Landslide Scarp Assessments by Means of an Ellipse-Referenced Idealized Curved Surface

Abstract

The importance of scenario investigation in landslide-related hazard mitigation planning has long been recognized, where numerical simulation with physics-based models plays a crucial role because of its quantitative information. However, a plausible failure surface is a prerequisite in conducting the numerical simulation, but it often has a high degree of uncertainty due to the complex geological structure. The present study is devoted to proposing a methodology to mimic the plausible landslide failure surface (with some uncertainty) for investigating the consequent flow paths when failure takes place. Instead of a spherical shape, an idealized curved surface (ICS) is used, where two constant curvatures are, respectively, assigned in the down-slope and cross-slope directions. A reference ellipse is introduced for constructing the associated ICS with a specified failure depth regarding these two curvatures.

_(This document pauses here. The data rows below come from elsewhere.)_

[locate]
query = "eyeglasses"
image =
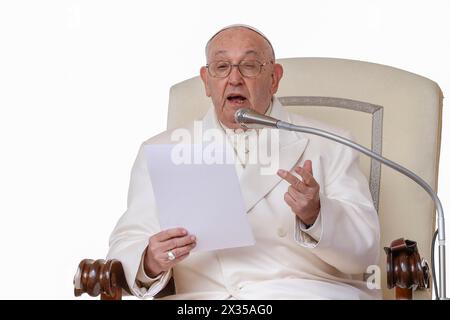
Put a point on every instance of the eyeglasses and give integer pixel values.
(247, 68)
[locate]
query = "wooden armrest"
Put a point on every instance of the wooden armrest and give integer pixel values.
(100, 277)
(406, 271)
(107, 278)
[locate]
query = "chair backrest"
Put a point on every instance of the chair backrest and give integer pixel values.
(391, 111)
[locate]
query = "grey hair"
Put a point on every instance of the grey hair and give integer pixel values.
(239, 26)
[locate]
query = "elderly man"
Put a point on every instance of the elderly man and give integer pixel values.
(314, 223)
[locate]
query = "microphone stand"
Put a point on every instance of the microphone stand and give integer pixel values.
(247, 118)
(441, 225)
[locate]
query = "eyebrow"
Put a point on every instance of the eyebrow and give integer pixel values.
(246, 52)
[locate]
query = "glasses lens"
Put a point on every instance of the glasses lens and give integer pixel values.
(219, 69)
(250, 68)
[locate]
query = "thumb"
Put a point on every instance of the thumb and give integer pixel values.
(308, 166)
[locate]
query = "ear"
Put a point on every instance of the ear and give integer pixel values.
(204, 76)
(276, 77)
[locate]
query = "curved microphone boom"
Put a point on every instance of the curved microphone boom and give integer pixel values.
(248, 119)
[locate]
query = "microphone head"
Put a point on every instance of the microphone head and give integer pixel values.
(250, 119)
(239, 116)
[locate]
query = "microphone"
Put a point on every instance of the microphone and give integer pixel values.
(248, 119)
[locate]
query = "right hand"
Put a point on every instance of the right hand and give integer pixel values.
(177, 240)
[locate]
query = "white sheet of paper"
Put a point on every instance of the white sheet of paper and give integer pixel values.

Through translating, rotating, or side-tilting the reference ellipse, the most appropriate ICS is figured out with respect to the assigned constraints (failure area, volume of released mass, depth of sliding interface, etc.). The feasibility and practicability of this ellipse–ICS method are examined by application to a historical landslide event and one landslide-prone area. In application to the historical event, the fitness versus the landslide scarp area and its impacts on the consequent flow paths are investigated. For the landslide-prone area, five scenarios are arranged based on the surface features and the records of gaging wells. The most plausible failure scenario is therefore suggested as the prerequisite for mimicking the consequential flow paths.